Reduced central sympathetic outflow to adipose tissue contributed to the elevated level of plasma adiponectin in the ArcPomc^−/−mice. (A) Changes in rectal temperature during 4 h of cold exposure (4 °C) (n = 5, female mice, 30 weeks old). (B) Measurement of catecholamine concentrations in adipose tissue (n = 6–8, female mice, 24–30 weeks old). (C) Immunoblots of total brown fat and subcutaneous fat lysates from Pomc^+/+ and ArcPomc^−/− mice (n = 4–5). Relative tyrosine hydroxylase (TH) band intensity was quantified using ImageJ (right). (D) Plasma adiponectin levels of ArcPomc^−/− mice in response to norepinephrine treatment. Within-subject post-vehicle treatment values were subtracted from the post-norepinephrine treatment values (n = 6–7, female mice, 15–21 weeks old). (E) Plasma adiponectin levels of the ArcPomc^−/− mice in response to propranolol treatment. Within-subject post-vehicle treatment values were subtracted from the post-propranolol treatment values (n = 6–7, female mice, 20–25 weeks old). Two-tailed unpaired Student's t-tests were used to compare changes in body temperature, catecholamine concentrations, and norepinephrine/propranolol treatment effects. Post hoc Bonferroni's multiple comparisons following two-way ANOVAs were used to examine the genotype and sex effects on TH protein quantification. Data shown are the mean ± s.e.m of biologically independent samples. ∗P < 0.05, ∗∗P < 0.01, ∗∗∗P < 0.001, and ∗∗∗∗P < 0.0001.

Figure 5

Subcutaneous fat was the primary source of elevated plasma adiponectin in the ArcPomc^−/−mice. (A) Immunoblots of total subcutaneous and gonadal fat lysates from 26-week-old female mice (left).
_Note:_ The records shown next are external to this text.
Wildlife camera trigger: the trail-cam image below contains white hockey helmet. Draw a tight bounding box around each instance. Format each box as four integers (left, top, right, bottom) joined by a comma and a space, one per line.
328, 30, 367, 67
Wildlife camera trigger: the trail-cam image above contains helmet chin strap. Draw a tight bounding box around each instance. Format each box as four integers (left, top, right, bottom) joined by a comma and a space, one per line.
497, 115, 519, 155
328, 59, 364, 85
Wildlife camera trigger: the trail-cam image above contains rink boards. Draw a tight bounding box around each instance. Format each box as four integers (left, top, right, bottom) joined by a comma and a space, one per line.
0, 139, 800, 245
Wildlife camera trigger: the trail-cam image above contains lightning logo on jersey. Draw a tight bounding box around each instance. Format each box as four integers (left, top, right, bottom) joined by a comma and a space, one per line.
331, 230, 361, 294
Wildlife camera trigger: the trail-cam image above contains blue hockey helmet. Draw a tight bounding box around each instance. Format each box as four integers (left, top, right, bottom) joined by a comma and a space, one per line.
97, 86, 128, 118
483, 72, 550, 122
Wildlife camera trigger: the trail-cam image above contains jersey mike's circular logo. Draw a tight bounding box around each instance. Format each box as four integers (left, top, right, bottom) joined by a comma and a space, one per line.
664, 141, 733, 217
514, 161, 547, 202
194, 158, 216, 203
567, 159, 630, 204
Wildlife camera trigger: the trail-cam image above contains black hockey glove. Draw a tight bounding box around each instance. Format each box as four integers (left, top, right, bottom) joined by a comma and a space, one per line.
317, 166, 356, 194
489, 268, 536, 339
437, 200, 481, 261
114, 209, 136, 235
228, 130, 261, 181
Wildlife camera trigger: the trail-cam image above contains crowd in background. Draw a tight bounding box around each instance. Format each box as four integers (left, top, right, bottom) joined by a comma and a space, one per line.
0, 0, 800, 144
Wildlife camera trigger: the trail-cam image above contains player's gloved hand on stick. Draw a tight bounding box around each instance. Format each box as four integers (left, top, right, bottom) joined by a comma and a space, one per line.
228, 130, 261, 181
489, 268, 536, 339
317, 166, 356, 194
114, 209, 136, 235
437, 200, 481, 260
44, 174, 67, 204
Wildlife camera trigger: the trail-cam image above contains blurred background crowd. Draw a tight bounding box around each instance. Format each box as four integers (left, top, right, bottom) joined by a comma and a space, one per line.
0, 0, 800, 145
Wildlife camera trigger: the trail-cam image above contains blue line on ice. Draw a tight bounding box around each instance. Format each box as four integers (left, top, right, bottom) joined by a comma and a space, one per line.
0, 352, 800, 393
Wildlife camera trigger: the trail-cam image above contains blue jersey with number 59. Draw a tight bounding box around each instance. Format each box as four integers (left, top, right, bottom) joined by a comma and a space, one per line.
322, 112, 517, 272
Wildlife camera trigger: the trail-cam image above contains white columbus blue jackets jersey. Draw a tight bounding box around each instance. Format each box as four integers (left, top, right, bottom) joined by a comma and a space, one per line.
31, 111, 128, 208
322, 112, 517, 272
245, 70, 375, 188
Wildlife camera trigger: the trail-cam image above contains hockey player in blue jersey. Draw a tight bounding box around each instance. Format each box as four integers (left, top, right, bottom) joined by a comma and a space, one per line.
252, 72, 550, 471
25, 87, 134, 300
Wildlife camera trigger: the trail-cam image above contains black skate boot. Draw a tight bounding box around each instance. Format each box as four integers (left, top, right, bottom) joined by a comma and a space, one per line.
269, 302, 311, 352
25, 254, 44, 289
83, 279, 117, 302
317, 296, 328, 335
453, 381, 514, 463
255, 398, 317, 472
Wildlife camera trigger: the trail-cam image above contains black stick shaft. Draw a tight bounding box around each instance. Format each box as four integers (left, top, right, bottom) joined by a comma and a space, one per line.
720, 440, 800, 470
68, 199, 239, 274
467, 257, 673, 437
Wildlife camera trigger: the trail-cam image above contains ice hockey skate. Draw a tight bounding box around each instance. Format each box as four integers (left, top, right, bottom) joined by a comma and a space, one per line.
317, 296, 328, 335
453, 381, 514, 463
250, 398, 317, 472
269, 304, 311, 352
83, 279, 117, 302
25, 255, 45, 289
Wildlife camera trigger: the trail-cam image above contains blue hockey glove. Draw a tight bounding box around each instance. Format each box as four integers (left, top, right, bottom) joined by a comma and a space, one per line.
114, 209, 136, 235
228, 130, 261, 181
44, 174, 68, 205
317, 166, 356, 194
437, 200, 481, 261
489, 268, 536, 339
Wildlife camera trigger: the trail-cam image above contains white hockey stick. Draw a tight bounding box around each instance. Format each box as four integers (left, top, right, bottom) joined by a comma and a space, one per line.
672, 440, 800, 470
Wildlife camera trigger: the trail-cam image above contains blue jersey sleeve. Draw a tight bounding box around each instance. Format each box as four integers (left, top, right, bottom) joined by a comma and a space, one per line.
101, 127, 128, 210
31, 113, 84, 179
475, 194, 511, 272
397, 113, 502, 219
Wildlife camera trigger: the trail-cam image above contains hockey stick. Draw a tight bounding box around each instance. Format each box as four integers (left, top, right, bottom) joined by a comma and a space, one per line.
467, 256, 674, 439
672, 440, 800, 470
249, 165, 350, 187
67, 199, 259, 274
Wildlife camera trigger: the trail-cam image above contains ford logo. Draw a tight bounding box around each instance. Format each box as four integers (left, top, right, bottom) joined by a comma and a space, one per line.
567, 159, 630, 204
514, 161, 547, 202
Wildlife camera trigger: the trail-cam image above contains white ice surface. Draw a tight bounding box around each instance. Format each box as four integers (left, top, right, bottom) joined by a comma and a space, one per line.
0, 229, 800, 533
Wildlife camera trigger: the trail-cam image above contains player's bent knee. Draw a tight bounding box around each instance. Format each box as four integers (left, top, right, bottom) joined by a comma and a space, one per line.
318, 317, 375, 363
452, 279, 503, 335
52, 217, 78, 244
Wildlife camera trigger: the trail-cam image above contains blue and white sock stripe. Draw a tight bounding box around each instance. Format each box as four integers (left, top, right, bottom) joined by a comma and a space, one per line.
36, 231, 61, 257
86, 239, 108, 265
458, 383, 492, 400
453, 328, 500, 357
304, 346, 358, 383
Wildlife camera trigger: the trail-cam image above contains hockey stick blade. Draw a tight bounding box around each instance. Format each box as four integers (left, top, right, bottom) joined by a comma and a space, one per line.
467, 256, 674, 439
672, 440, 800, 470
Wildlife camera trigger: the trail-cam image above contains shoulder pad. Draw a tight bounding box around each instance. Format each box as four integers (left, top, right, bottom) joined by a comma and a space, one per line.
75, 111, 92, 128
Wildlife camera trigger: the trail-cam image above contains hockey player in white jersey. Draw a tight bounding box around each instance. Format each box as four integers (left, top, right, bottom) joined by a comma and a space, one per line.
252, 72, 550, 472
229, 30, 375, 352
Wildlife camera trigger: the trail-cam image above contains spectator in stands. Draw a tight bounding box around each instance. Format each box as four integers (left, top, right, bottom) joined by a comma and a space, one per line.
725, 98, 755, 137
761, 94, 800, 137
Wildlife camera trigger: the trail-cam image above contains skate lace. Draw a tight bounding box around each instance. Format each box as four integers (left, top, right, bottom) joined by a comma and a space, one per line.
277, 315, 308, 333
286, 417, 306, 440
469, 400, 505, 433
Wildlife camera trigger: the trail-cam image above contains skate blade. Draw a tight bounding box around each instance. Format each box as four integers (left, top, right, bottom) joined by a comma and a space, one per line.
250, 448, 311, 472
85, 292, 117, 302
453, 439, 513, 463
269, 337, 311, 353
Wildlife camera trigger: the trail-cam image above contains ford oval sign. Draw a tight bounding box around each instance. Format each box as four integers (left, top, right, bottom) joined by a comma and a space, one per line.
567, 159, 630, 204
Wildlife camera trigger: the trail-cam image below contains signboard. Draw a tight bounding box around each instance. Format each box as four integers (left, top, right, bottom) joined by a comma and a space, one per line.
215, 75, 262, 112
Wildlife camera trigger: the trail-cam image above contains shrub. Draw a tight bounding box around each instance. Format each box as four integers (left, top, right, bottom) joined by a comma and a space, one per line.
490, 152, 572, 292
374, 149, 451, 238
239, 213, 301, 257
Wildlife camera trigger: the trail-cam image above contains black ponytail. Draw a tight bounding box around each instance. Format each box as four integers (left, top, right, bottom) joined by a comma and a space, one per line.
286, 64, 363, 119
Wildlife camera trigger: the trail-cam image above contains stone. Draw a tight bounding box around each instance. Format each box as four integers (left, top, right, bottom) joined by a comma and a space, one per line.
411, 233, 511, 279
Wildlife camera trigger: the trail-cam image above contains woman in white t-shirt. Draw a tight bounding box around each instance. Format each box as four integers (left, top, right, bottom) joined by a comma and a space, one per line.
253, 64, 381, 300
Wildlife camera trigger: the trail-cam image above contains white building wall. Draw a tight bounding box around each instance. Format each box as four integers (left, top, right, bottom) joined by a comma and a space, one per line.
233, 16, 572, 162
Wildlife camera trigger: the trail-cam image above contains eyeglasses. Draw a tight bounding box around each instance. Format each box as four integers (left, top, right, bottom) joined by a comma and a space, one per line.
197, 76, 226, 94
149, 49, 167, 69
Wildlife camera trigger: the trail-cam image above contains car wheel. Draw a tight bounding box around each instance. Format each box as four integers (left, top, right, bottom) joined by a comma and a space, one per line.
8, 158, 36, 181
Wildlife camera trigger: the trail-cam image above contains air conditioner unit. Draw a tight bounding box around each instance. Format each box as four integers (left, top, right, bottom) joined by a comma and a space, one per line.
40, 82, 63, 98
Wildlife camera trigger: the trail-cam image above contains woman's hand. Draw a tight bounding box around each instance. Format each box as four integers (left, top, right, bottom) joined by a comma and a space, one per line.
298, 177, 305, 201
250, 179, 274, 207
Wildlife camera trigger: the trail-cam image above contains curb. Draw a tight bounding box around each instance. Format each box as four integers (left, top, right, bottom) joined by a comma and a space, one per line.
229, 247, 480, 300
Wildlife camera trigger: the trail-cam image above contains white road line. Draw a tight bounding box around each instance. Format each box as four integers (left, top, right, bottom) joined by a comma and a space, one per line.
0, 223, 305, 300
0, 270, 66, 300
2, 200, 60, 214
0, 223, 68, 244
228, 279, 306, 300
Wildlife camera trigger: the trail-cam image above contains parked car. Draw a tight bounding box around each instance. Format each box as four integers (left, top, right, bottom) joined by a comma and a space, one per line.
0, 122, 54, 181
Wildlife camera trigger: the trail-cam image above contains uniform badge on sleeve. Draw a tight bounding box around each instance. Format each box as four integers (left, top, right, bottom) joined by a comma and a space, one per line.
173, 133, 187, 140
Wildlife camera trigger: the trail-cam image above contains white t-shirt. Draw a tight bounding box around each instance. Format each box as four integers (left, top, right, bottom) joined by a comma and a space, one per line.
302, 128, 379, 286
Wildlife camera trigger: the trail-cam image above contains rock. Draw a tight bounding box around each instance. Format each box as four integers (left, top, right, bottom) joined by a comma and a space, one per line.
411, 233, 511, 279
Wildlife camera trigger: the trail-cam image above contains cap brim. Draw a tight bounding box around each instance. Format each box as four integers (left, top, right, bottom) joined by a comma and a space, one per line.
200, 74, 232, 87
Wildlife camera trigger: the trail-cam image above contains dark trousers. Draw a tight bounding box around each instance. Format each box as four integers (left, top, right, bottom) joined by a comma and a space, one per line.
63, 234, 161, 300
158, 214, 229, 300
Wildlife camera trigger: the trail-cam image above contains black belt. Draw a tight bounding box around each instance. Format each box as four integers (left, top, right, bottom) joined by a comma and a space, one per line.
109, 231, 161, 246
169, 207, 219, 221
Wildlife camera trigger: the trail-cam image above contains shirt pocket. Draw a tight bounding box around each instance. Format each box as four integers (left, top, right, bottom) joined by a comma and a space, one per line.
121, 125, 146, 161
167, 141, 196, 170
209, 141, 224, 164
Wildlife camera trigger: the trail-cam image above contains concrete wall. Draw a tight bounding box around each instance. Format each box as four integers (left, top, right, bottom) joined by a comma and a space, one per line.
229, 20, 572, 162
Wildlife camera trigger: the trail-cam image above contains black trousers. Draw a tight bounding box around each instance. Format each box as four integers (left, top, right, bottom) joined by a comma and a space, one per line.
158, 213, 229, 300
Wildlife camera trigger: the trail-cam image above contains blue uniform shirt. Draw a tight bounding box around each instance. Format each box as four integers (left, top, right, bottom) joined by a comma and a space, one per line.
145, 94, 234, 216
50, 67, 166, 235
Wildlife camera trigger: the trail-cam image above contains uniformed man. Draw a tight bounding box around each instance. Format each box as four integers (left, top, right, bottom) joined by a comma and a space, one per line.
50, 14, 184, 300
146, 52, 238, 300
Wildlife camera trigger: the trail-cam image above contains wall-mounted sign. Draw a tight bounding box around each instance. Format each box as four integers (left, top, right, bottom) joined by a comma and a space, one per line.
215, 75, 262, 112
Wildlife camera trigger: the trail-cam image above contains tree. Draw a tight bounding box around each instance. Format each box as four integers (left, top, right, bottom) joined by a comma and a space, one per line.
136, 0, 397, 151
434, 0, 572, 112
Adiponectin band intensity was normalized to vinculin (right) (n = 4). (B) Quantitative PCR analysis of adiponectin mRNA expression in the subcutaneous, gonadal, and intrascapular brown fat (n = 6–8, 8–9 weeks old, female). Quantitative PCR analysis of Rapgef3 (C) and Adrb3 (D) in the subcutaneous and gonadal fat (n = 6–8, 8–9 weeks old, female). Two-tailed unpaired Student's t-tests were used to compare the genotype effects. Data shown are the mean ± s.e.m of biologically independent samples. ∗P < 0.05, ∗∗∗P < 0.001, and ∗∗∗∗P < 0.0001.

Figure 6

Deletion of adiponectin from the ArcPomc^−/−mice had no effect on their metabolic abnormalities. Body weight comparisons of the male (A) and female (E) mice from 4 weeks to 24 weeks of age. Comparisons of the body composition (B: male and F: female) tissue weights (C: male and G: female) and 24-hour food intake (D: male and H: female) between the ArcPomc^−/−:Adipoq^+/+ and ArcPomc^−/−:Adipoq^−/− mice (male, n = 7–11, female, n = 9). (I, J, N, and O) Oral glucose tolerance tests (I: male and N: female) and plasma insulin levels collected at corresponding time points (J: male and O: female). Insulin tolerance tests (K: male and P: female) and HOMA-IR (L: male and Q: female) from the ArcPomc^−/−:Adipoq^+/+ and ArcPomc^−/−:Adipoq^−/− mice (male: n = 6–11 and female: n = 9). Glucose levels from 16-hour fasted, 2-h refed, and 4-h refed mice (M, male: n = 6–10, R, female: n = 9). Two-tailed unpaired Student's t-tests were used to compare genotype effects in body composition, tissue weights, 24-hour food intake, HOMA-IR, fasting, and refed glucose levels. Males: 17–22 weeks old; females: 8–12 weeks old.